La succession du municipal PLR démissionnaire Pierre Rochat suscite les convoitises. Premier tour le 24 novembre.

Une nouvelle élection complémentaire se joue à Montreux. En jeu, la majorité à la Municipalité détenue actuellement par le PLR.
Une nouvelle élection complémentaire se joue à Montreux. En jeu, la majorité à la Municipalité détenue actuellement par le PLR.
Marius Affolter

Les citoyens de 40 communes vaudoises sont de nouveau appelés aux urnes le 24 novembre. Quatre votations en jeu, dont un référendum à Rougemont, et pas moins de 36 élections complémentaires à l’Exécutif, plusieurs syndics et municipaux ayant rendu leur tablier ces derniers mois. Pour la région Riviera­Chablais, citons Rennaz ou Corseaux. Dans ce concert électoral, c’est Montreux qui tient le rôle de soliste. La perle de la Riviera est la 3e ville vaudoise et doit faire face à la démission d’un de ses ténors, le ministre PLR des Finances Pierre Rochat.

Pour conserver le siège à l’Exécutif montreusien de l’ancien président du Grand Conseil vaudois, le PLR, sorti du bois le premier, lance Florian Despond. Une première pour lui à l’échelon municipal. En cas d’élection de ce conseiller communal (depuis 2011), entrepreneur indépendant spécialiste du tavillonnage, le bloc PLR conserverait sa majorité 4 contre 3 à l’Exécutif, où siègent le syndic Laurent Wehrli, Christian Neukomm et Jean-Baptiste Piemon­tesi. Jeune en politique, Florian Despond est considéré comme un citoyen très actif. Compte tenu de la très forte représentativité de son parti au niveau communal, il semble partir favori dans cette course électorale.

Inverser la tendance

De l’autre côté de l’échiquier politique, l’opposition de gauche est représentée par les socialistes Jacqueline Pellet et Olivier Gfeller, et le Vert Caleb Walther. Si l’entente à la Municipalité est souvent mise en avant, il n’en reste par moins que l’alliance rose-verte rêve d’inversion de tendance. Les deux partis lancent conjointement la socialiste Irina Gote. C’est la troisième fois que la présidente de la section montreusienne, entrepreneuse et ex-première citoyenne de Montreux, brigue un poste à l’Exécutif de sa ville: à deux reprises dans le cadre des élections générales, la première pour une élection complémentaire. Très engagée, Irina Gote vit actuellement sa troisième législature au Conseil communal.

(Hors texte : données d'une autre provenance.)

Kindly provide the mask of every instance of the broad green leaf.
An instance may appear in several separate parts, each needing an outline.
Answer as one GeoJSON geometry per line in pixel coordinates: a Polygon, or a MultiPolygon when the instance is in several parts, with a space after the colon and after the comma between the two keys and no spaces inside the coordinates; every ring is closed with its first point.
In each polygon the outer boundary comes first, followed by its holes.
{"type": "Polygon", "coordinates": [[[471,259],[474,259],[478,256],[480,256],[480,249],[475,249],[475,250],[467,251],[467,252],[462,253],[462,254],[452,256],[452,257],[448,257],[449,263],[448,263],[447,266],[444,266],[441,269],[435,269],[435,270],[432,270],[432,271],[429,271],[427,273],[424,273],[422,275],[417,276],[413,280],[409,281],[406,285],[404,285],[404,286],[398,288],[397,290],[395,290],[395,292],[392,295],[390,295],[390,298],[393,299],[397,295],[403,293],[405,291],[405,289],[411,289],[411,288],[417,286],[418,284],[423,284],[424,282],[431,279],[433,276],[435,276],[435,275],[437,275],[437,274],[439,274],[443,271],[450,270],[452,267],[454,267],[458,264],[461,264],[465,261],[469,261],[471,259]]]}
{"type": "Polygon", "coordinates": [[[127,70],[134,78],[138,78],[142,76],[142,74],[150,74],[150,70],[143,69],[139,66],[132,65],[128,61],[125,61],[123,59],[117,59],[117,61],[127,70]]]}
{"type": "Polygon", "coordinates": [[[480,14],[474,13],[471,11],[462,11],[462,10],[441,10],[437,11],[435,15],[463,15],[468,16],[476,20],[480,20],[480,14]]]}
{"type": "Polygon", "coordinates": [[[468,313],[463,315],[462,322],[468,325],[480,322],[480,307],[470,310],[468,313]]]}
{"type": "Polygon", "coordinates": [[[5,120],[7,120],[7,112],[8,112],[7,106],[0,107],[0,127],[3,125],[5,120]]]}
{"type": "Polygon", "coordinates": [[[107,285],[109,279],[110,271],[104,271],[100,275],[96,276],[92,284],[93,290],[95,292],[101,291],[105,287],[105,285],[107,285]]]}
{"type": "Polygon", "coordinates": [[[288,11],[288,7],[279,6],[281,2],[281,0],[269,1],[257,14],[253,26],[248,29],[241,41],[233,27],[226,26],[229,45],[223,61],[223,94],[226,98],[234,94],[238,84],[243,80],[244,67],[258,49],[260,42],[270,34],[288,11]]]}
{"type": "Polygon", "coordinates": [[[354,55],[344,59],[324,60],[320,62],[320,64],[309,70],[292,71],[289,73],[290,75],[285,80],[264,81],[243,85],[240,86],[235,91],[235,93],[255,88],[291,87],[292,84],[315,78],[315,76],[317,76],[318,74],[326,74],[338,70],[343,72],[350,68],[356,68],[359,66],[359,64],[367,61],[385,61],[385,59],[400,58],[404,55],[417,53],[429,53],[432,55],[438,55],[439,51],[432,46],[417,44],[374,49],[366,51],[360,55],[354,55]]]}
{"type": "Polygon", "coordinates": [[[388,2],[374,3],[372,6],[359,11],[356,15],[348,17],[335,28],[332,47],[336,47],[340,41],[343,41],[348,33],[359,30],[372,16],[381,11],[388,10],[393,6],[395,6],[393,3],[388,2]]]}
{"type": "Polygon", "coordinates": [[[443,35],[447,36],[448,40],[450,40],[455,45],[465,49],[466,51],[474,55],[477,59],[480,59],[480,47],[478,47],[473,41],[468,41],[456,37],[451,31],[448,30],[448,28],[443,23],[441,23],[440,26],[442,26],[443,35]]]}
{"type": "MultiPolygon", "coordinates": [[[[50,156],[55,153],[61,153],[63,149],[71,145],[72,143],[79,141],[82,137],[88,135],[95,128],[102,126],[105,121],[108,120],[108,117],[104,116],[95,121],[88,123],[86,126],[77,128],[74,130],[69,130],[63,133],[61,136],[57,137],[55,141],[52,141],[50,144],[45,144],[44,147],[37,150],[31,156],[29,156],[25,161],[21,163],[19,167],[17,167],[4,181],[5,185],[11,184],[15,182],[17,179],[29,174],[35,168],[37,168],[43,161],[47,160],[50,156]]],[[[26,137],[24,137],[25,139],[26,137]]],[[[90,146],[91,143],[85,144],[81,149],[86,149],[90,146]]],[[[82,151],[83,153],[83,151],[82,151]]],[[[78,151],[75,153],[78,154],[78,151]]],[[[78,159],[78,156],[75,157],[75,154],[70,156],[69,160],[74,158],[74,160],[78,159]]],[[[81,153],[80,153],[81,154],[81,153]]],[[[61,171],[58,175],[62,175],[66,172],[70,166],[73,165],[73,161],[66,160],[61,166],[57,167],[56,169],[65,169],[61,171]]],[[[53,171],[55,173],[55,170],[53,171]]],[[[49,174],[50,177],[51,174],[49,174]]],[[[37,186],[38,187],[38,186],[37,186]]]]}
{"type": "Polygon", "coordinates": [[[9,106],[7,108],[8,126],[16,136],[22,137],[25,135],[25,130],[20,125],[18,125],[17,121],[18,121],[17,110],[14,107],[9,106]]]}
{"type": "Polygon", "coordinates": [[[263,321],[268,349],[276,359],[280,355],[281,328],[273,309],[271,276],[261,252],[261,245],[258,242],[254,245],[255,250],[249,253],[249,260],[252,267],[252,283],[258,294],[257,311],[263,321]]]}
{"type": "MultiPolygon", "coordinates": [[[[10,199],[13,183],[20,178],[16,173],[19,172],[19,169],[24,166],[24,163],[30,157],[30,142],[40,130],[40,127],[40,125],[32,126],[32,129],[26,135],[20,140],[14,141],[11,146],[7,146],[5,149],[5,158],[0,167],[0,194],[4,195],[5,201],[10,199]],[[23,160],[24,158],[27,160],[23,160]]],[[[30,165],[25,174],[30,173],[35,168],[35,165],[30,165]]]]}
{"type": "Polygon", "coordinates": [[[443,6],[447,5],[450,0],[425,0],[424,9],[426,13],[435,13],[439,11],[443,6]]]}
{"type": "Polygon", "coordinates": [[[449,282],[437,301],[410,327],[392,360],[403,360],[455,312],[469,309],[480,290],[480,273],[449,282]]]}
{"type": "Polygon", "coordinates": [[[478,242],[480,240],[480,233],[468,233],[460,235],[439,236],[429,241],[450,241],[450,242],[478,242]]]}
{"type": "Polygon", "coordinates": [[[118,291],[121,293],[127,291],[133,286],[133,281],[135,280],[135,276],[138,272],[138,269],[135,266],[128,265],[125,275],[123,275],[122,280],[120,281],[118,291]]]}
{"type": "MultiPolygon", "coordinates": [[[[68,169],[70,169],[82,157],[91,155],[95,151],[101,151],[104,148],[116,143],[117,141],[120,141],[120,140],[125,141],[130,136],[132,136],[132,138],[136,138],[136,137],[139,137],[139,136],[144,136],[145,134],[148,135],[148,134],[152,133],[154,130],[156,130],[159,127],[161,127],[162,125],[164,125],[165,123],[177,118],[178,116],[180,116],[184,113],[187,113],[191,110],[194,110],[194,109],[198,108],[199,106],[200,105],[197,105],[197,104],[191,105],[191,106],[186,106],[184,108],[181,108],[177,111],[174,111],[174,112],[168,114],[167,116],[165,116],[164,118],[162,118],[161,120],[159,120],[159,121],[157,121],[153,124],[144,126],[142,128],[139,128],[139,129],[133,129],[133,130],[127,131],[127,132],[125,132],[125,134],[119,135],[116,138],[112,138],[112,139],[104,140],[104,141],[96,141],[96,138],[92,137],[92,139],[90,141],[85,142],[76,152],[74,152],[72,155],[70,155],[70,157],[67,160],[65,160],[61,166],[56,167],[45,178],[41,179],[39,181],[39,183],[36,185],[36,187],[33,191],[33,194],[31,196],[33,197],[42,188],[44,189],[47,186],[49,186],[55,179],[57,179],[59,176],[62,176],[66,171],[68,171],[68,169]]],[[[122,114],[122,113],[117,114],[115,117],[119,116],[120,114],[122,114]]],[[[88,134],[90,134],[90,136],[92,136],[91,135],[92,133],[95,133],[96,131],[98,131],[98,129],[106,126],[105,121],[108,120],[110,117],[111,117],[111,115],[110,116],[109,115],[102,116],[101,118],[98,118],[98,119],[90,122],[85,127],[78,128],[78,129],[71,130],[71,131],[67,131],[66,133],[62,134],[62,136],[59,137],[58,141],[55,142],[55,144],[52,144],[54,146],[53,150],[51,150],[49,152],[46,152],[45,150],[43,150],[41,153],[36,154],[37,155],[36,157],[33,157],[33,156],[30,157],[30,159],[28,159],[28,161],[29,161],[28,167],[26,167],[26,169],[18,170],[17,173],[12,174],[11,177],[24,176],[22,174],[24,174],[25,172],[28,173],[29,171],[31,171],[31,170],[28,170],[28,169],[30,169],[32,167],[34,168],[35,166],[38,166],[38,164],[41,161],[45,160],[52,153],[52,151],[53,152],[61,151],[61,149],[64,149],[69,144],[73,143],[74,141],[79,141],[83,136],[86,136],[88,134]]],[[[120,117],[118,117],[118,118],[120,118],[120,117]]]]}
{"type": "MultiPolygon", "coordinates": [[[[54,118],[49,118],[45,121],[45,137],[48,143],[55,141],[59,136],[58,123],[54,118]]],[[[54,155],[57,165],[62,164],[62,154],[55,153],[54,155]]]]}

Montreux Libre, en pointe sur le très épineux dossier du 2m2c et poil à gratter de la politique montreusienne, veut y aller aussi. Le mouvement estime qu’il y a largement de la place à faire entendre sa voix parmi celle des deux blocs en lice. Emmanuel Gétaz, un de ses hérauts, a annoncé lundi porter la bannière ML. Il n’en est pas à son coup d’essai puisqu’il s’est déjà aligné à plusieurs reprises dans la course à la Municipalité de Montreux, aussi une fois dans celle du Conseil d’État vaudois.

Enfin, l’UDC, dernier parti représenté au Conseil communal montreusien, ne présente personne. À moins de deux ans des élections communales générales, la section estime que ce ne serait pas raisonnable. Notamment en raison de ses finances, selon un élu.